Learning and Generalization in Overparameterized Neural Networks, Going Beyond Two Layers

University of Wisconsin-Madison Abstract Neural networks have great success in many machine learning applications, but the fundamental learning theory behind them remains largely unsolved. Learning neural networks is NPhard, but in practice, simple algorithms like stochastic gradient descent(SGD) often produce good solutions. Moreover, it is observed that overparameterization-- designing networks whose number of parameters is larger than statistically needed to perfectly fit the data -- improves both optimization and generalization, appearing to contradict traditional learning theory. In this work, we extend the theoretical understanding of two and three-layer neural networks in the overparameterized regime.

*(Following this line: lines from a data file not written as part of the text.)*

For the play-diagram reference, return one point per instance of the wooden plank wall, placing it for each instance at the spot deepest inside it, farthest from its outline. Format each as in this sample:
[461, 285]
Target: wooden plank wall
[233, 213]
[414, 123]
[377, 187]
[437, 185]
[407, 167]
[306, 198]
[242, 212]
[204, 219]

We prove that, using overparameterized neural networks, one can (improperly) learn some notable hypothesis classes, including two and three-layer neural networks with fewer parameters. Moreover, the learning process can be simply done by SGD or its variants in polynomial time using polynomially many samples. We also show that for a fixed sample size, the generalization error of the solution found by some SGD variant can be made almost independent of the number of parameters in the overparameterized network. Authors sorted in alphabetical order. 1 Introduction In contrast to the widely accepted empirical success, much less theory is known. Despite a recent increase of theoretical studies, many questions remain largely open, including fundamental ones about the optimization and generalization in learning neural networks.